À presente questão, atenta a natureza e qualidade das partes (consumidor e prestador de serviços), é aplicável a legislação sobre defesa do consumidor, designadamente a Lei nº 24/96, de 31 de Julho, Decreto-Lei nº 67/2003, de 08 de Abril e Decreto - Lei n.º 143/2001.
Em causa está, determinar se, face à matéria de facto dada como provada, a resolução do contrato, operou validamente ou não.
Estipula o artigo 6.º, do Decreto – Lei n.º 13/2001, supra referido, que o consumidor dispõe de um prazo mínimo de 14 dias para resolver o contrato, sem pagamento de indemnização e sem necessidade de indicar o motivo; por seu turno, diz o n.º 1, do artigo 436.º, do Cod.

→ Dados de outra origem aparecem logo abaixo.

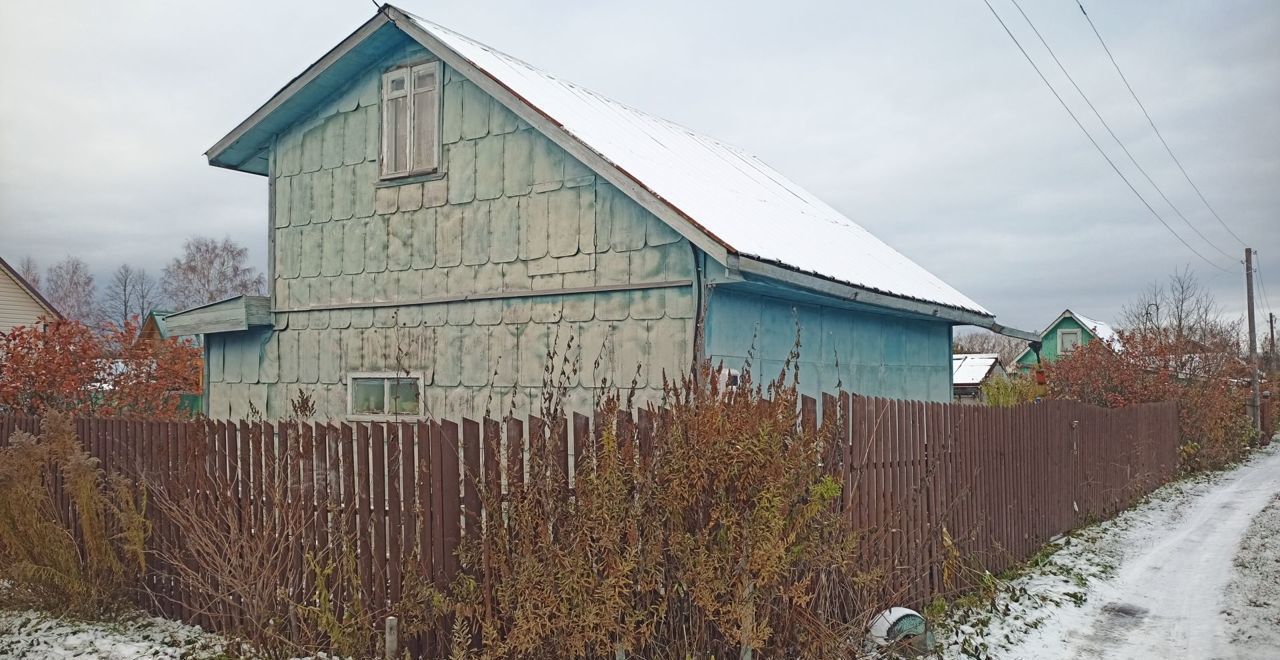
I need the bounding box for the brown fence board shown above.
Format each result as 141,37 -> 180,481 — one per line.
0,393 -> 1178,656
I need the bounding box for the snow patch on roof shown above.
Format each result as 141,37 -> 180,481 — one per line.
1071,312 -> 1120,344
951,353 -> 1000,385
411,15 -> 991,316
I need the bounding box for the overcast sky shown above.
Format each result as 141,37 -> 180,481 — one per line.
0,0 -> 1280,330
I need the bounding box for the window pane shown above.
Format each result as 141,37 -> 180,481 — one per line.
383,96 -> 408,174
413,90 -> 438,170
389,379 -> 421,414
351,379 -> 387,414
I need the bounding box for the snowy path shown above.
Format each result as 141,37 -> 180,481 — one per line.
946,446 -> 1280,660
1064,452 -> 1280,659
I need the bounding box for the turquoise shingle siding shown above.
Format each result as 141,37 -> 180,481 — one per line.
207,46 -> 694,420
707,288 -> 951,402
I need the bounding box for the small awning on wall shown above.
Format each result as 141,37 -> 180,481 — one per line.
165,295 -> 271,336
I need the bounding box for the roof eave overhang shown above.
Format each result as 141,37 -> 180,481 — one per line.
205,12 -> 392,175
736,256 -> 1037,340
383,5 -> 733,263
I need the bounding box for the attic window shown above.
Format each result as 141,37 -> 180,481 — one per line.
383,61 -> 440,179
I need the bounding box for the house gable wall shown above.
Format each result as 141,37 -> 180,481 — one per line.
1018,316 -> 1096,368
206,43 -> 694,420
0,267 -> 51,333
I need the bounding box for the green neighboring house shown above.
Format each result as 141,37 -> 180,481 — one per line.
1014,310 -> 1120,371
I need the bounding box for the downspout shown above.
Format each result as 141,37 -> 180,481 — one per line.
689,242 -> 709,385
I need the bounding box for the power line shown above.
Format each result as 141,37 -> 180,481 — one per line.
1253,249 -> 1271,315
1075,0 -> 1248,247
982,0 -> 1226,272
1011,0 -> 1234,261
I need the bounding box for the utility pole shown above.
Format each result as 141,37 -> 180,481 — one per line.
1267,312 -> 1276,371
1244,248 -> 1262,432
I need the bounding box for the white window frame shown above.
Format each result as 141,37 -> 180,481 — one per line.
379,60 -> 444,180
347,371 -> 426,422
1057,329 -> 1084,354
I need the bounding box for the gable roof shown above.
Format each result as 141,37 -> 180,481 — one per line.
0,257 -> 63,318
951,353 -> 1000,386
1014,308 -> 1120,363
207,5 -> 993,326
138,310 -> 174,339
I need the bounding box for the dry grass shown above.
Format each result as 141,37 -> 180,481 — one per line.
0,413 -> 148,617
448,358 -> 876,657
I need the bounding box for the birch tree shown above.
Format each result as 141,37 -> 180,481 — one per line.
161,237 -> 266,310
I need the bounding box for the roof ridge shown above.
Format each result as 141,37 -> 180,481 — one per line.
392,5 -> 764,157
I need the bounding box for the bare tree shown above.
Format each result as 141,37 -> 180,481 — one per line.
41,256 -> 97,324
101,263 -> 160,327
1120,269 -> 1240,350
951,330 -> 1027,367
161,237 -> 266,310
18,255 -> 44,293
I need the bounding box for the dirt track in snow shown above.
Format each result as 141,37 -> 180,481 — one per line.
996,448 -> 1280,660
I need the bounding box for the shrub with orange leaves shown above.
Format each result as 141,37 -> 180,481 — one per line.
1046,330 -> 1253,471
0,318 -> 204,420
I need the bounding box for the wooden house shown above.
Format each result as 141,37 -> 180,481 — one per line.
1014,310 -> 1120,371
0,258 -> 63,333
168,5 -> 1032,420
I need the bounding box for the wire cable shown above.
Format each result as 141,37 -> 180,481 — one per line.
1075,0 -> 1248,247
982,0 -> 1226,272
1253,249 -> 1271,317
1010,0 -> 1234,262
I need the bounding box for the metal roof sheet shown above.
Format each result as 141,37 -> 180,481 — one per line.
951,353 -> 1000,385
407,9 -> 989,315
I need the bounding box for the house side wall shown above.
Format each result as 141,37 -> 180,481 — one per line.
0,269 -> 47,333
707,289 -> 951,402
206,45 -> 694,420
1018,316 -> 1094,367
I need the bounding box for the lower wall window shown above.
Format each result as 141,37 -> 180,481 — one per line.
347,372 -> 422,418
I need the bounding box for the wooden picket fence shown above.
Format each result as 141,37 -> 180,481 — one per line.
0,393 -> 1178,656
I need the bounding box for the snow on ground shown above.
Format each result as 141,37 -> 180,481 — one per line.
0,611 -> 224,660
1222,495 -> 1280,655
940,445 -> 1280,660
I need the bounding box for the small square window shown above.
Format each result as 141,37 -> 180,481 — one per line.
1057,330 -> 1080,353
348,372 -> 422,417
351,379 -> 387,414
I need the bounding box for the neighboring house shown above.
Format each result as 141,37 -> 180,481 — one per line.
137,310 -> 207,414
166,5 -> 1034,420
0,258 -> 63,333
951,353 -> 1009,403
1014,310 -> 1120,371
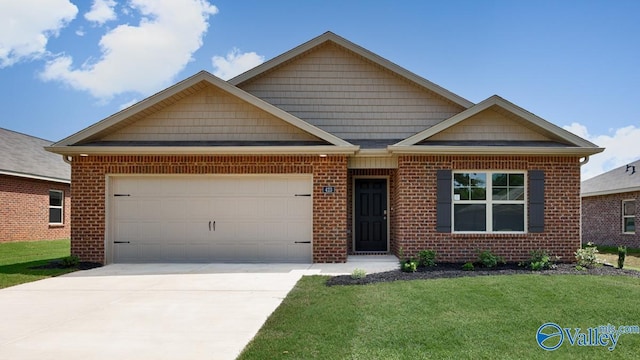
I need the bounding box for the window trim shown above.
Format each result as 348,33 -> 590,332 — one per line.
620,199 -> 637,235
48,189 -> 64,225
450,170 -> 529,234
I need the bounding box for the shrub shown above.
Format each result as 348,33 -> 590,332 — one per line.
351,268 -> 367,280
618,246 -> 627,269
520,250 -> 556,271
400,258 -> 418,272
478,250 -> 504,268
462,262 -> 475,271
574,242 -> 598,268
418,250 -> 436,267
62,255 -> 80,268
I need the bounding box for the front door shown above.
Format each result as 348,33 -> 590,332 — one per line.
354,179 -> 388,251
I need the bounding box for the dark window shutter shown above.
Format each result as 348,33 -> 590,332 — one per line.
529,170 -> 544,233
436,170 -> 452,233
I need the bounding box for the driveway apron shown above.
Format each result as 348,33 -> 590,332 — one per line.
0,264 -> 310,360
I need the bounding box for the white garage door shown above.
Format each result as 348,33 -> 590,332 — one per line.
109,175 -> 313,263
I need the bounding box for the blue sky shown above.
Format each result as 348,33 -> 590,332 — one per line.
0,0 -> 640,178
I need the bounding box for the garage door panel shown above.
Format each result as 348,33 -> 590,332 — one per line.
110,175 -> 312,262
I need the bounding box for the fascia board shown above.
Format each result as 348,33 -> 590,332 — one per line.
387,145 -> 604,156
46,145 -> 359,156
0,170 -> 71,184
580,186 -> 640,197
52,71 -> 352,147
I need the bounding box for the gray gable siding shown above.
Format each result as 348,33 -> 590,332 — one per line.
240,44 -> 464,139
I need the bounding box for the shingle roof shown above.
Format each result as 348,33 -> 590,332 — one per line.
582,159 -> 640,196
0,128 -> 71,183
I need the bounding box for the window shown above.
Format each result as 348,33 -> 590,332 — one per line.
453,172 -> 526,232
49,190 -> 64,224
622,200 -> 636,234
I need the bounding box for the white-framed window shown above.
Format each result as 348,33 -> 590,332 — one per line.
622,200 -> 636,234
49,190 -> 64,225
452,171 -> 527,233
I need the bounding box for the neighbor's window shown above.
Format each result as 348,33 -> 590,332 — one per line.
49,190 -> 64,224
622,200 -> 636,234
453,172 -> 526,232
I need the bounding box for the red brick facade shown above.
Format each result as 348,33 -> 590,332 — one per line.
71,155 -> 347,263
71,155 -> 580,262
0,175 -> 71,242
582,191 -> 640,248
392,156 -> 580,262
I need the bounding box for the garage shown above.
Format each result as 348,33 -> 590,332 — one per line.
107,175 -> 313,263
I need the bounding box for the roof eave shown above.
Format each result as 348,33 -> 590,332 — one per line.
387,145 -> 604,157
0,170 -> 71,184
45,145 -> 360,156
580,186 -> 640,197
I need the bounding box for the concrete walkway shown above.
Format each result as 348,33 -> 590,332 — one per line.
0,256 -> 397,360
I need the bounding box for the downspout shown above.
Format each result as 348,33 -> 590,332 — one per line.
580,156 -> 589,249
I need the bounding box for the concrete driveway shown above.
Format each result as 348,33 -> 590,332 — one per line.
0,256 -> 397,360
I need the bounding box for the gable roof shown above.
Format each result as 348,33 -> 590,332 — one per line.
581,159 -> 640,197
46,71 -> 358,155
389,95 -> 604,156
229,31 -> 473,108
0,128 -> 71,183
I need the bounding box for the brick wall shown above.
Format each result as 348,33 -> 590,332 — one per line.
582,191 -> 640,248
0,175 -> 71,242
71,155 -> 347,263
393,156 -> 580,262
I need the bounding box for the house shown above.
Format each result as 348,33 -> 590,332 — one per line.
47,32 -> 602,263
0,128 -> 71,242
582,160 -> 640,248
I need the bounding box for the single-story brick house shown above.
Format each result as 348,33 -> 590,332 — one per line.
0,128 -> 71,242
582,160 -> 640,248
48,32 -> 602,263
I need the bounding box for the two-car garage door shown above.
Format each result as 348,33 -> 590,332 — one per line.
108,175 -> 313,263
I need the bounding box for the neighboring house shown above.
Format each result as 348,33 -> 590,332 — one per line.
582,160 -> 640,248
0,128 -> 71,242
48,32 -> 602,263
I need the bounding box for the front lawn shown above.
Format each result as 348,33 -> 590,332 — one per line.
0,240 -> 76,289
239,274 -> 640,359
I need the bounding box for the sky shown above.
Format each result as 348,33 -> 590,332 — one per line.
0,0 -> 640,180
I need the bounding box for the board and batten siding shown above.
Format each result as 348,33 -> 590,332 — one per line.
239,44 -> 464,139
429,109 -> 549,141
102,86 -> 318,141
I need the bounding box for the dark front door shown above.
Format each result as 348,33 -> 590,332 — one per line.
354,179 -> 388,251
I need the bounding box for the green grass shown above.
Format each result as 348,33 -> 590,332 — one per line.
239,275 -> 640,360
0,240 -> 75,289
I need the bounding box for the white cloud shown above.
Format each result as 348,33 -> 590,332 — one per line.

Civil, que a resolução do contrato pode fazer-se mediante declaração à outra parte. Face ao exposto e atento o disposto no n.º 1, do artigo 224.º, do Cód. Civil, tem de concluir-se, pela eficácia da declaração de resolução efectuada pelo demandante. Não pode proceder o argumento da demandada, relativamente ao facto de o demandante não ter disponibilizado cópia do BI. Em primeiro lugar porque a falta deste documento não obstou à perfeição do contrato que veio a ser resolvido, em segundo lugar porque a demandada possuía já este documento e por último, as condições gerais do contrato não prescrevem tal exigência como condição para a invocada resolução. Quanto ao pedido indemnizatório, não logrou o demandante fazer prova de factos suscetíveis de fundamentar a procedência de tal pedido, havendo a presente ação de improceder quanto a esta matéria.
Decisão.
O Julgado de Paz é competente, não foram suscitadas quaisquer excepções ou nulidades de que cumpra conhecer.
Em face do exposto, considero esta ação parcialmente procedente por parcialmente provada, declarando resolvido o contrato em apreço nos presentes autos, à data de 29 de Novembro de 2010, ficando a demandada absolvida do pedido indemnizatório.
Custas.
Custas em partes iguais já inteiramente satisfeitas. Notifique-se.